Major mining operations began at the Cross Mountain Mine in 1888, when a railroad spur line was extended up the Coal Creek Valley and into Slatestone Hollow. Over the years, large amounts of volatile coal dust had accumulated in the mine's shafts. On the morning of December 9, 1911, a roof fall occurred near one of the mine's entrances, which released methane gas into the air. The methane gas and coal dust ignited when a miner approached the roof fall with an open oil lamp. The explosion killed or trapped the 89 miners who had gone into the mine that morning. The miners' ages ranged from 16 to 61. The casualties included concussions due to the explosion and suffocation from the afterdamp.

A crowd of miners' families and curious onlookers quickly gathered at the Cross Mountain Mine as miners and engineers initiated a rescue operation. The mine's ventilation fan was damaged in the explosion, so a ventilation fan from the neighboring Thistle Mine was redirected and used to expel the afterdamp and force air into the mine shafts. To produce more ventilation, burning cotton was thrown down into the air shafts. A rescue crew from the Bureau of Mines—which was created in 1910—arrived at around noon equipped with gas masks and oxygen tanks. This team was the first mine rescue team to use caged canaries to detect dangerous changes in air quality. Water was piped into the mine from a nearby brook, allowing the Bureau crews to extinguish fires and erect brattices.

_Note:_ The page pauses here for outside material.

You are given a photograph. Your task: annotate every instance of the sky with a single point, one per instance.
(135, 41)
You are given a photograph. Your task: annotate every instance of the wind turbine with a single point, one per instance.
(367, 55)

Around midnight, the first three bodies were brought out of the mine. Two bodies were recovered the following day. On Monday, rescue workers followed miners' inscriptions to an area where five miners had barricaded themselves. These miners' names were Milton Henderson, William Henderson, Theodore Irish, Aurthur Scott, and Irving Smith. They were found between the 16 and 17 Left entries of the mine, an area they had chosen because it contained water tubs normally used for mules to drink. Two of the miners were burned, and two had left the barricaded area to find a way out, although all five were found alive. On December 19, the last two miners—Alonzo Wood and Eugene Ault—were found dead behind another barricade. Before suffocating, Ault and Wood managed to inscribe "farewell" messages to their families on the barricade wall. Ault's message is inscribed on his headstone at Briceville Cemetery.

==Aftermath==

The Cross Mountain Mine operation was one of the first major rescue efforts carried out by the Bureau of Mines. Although only 5 of the 89 miners trapped by the explosion were rescued, the Bureau collected invaluable information that aided later mine rescue efforts. The rescue effort also helped the bureau's public image, and ensured continued funding in the future. Mine safety has also become a mandate of the Mine Safety and Health Administration.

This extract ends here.